For me, this is the Holy Grail of driving games. And yet it’s one throwaway and all-too-brief event tucked away in a corner of Kazunori Yamauchi’s sprawling empire of digital motorsport. I could quite easily have played GT5 for dozens of hours and written this review without even knowing it existed.
This, as you might imagine, causes a few problems, such as archaic online multiplayer, an unwieldy interface, terrible optimisation and obtuse structure. But it has its compensations too, not least the fact that Gran Turismo 5 is unlike anything else out there – including Microsoft’s Forza Motorsport, a series that was made in its image.

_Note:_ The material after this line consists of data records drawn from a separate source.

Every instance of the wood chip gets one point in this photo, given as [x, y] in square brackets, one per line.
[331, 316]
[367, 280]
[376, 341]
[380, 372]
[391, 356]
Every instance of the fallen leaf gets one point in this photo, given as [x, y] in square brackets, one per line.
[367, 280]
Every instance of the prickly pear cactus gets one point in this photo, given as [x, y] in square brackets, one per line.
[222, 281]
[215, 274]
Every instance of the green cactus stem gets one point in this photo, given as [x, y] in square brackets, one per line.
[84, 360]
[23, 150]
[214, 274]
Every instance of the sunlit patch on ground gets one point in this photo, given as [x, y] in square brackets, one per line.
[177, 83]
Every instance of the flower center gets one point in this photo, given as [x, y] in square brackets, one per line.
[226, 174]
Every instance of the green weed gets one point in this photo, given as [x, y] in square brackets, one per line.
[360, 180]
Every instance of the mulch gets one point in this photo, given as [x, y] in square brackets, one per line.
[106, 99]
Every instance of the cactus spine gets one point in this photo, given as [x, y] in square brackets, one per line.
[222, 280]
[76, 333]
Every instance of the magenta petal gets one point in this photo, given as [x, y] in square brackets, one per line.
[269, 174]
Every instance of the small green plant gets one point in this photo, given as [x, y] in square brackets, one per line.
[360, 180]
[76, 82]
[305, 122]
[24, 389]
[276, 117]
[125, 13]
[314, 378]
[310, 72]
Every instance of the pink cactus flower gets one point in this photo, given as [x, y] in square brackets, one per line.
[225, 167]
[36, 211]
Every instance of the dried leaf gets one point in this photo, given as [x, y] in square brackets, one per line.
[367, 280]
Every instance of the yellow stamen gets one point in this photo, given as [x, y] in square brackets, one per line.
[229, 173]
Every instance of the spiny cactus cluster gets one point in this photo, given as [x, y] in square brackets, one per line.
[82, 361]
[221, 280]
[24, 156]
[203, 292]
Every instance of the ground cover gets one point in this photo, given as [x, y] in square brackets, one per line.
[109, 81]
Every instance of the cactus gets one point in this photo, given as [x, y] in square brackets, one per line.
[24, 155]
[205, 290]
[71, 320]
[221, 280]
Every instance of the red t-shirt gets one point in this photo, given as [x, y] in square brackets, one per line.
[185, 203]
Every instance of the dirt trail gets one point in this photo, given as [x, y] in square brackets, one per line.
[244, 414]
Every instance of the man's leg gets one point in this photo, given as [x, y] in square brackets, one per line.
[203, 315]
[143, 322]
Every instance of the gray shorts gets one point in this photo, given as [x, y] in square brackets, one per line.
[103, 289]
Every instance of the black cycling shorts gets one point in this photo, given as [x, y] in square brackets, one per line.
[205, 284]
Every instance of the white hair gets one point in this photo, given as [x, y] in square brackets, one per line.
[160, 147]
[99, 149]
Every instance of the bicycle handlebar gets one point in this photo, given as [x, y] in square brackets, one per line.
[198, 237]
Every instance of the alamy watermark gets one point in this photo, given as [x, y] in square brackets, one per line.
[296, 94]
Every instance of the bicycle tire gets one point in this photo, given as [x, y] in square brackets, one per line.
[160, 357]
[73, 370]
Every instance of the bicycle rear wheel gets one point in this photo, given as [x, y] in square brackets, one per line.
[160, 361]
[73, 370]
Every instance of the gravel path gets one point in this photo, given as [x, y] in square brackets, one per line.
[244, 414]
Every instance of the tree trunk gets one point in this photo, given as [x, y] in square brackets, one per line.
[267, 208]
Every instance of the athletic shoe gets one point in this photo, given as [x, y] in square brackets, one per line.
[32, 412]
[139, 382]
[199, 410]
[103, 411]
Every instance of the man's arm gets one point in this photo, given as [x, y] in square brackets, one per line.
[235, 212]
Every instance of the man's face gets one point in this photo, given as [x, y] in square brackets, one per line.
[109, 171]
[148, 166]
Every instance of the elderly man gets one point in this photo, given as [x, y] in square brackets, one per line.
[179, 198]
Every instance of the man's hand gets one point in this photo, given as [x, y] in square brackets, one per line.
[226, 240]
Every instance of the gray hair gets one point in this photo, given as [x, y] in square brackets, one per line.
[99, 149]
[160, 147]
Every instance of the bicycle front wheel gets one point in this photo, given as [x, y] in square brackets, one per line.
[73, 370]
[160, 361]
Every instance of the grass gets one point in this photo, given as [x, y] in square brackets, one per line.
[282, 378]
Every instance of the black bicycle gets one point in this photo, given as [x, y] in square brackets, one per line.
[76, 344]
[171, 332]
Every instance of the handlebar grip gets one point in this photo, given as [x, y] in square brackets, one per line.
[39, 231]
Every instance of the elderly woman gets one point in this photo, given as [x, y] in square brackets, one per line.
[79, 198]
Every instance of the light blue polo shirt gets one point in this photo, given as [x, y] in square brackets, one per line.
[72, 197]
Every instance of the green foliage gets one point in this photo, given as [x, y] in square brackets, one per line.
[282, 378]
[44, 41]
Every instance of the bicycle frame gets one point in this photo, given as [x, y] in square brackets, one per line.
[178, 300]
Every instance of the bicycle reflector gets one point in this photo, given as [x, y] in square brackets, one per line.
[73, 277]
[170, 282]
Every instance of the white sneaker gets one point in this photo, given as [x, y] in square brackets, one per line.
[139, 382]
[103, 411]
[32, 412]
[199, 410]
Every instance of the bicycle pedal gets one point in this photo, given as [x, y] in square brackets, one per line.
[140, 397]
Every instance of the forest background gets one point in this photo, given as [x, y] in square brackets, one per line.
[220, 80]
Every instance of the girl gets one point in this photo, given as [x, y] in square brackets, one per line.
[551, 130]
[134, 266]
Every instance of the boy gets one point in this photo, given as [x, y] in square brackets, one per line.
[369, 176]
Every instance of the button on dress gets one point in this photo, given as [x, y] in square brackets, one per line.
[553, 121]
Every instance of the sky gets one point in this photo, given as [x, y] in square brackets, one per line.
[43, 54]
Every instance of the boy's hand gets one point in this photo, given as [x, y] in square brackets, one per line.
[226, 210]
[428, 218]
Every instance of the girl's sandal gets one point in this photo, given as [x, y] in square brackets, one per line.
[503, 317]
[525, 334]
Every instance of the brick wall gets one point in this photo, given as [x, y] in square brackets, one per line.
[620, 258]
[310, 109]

Half-formed multiplayer is easily the most damaging symptom of Gran Turismo 5’s long gestation in Kazunori Yamauchi’s parallel universe, and thankfully it’s one that can be fixed. Dreamed up five years ago and served up yesterday, it’s an off-kilter vision of the future, a cumbersome game with odd priorities, certainly. But it’s equally a game that heads off in unexpected and exciting directions, makes a few notable improvements, and overflows with love – for cars, for games technology and for its own mad pursuit. It’s good that Gran Turismo’s been away so long, because it’s all the better to have it back.
I’m always suspicious of reviews that find zero things wrong, or at least, annoying, being a cynical jerk, but it certainly seems, at the very worst, that the game is probably worth the $60 asking price. (Mangled sentence alert~!) Then again, I get the feeling that more than one of you will see the name “Gran Turismo” and automatically reach for your wallet.